The White Hand lies to Jeff and says that his family is being held hostage and he has to help them smuggle a huge drug shipment to get them released unharmed, Jeff is forced to turn one-time courier for the White Hand, whose leaders are Manta and four others—Helmut Vitch (Mick Fleetwood), Milt Kowalski (Miles O'Keeffe), Russ LaFleur (Jeffrey Anderson-Gunter), and Hansel Lee (Gustav Vintas). In truth, the cartel had already murdered his wife and two young children, and planned to kill Jeff after he succeeded in delivering their drugs.

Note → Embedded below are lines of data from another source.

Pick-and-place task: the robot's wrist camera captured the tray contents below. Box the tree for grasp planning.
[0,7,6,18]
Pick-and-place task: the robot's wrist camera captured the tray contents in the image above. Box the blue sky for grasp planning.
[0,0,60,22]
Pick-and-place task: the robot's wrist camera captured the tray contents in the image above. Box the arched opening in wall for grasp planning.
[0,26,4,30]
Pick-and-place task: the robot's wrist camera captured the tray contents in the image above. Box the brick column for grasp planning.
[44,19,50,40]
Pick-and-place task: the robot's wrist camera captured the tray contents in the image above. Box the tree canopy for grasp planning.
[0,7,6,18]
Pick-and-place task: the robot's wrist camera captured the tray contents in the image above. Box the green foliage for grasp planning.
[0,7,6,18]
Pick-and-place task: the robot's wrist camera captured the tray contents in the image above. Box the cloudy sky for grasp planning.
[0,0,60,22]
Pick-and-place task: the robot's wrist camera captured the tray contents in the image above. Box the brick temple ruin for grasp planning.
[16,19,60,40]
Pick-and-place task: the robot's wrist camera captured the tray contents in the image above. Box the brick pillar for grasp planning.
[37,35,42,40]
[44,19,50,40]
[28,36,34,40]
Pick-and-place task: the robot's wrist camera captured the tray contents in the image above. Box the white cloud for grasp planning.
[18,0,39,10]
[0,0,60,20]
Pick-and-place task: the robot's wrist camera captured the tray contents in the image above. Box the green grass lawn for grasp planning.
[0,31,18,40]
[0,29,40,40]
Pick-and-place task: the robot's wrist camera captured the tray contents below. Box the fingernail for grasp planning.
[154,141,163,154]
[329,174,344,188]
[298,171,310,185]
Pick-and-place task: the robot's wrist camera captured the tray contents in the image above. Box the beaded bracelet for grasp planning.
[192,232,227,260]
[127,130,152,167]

The drugs are delivered and the White Hand sets Jeff up to be killed in a car bombing in Las Vegas, but Jeff's instincts kick in and he is only slightly injured in the blast, and the cartel thinks he is dead and gone. Jeff learns that his family was killed, and he breaks down in tears. A short time later, the FBI wants to get him back to work, but Jeff has begun planning to wipe out the White Hand cartel.

Officially censured but unofficially aided by concerned agent Megan (Kristen Meadows), whose mother was raped and murdered years ago, Jeff steals some FBI files and kicks off his cartel extermination campaign by killing Vitch in Las Vegas, at Vitch's casino.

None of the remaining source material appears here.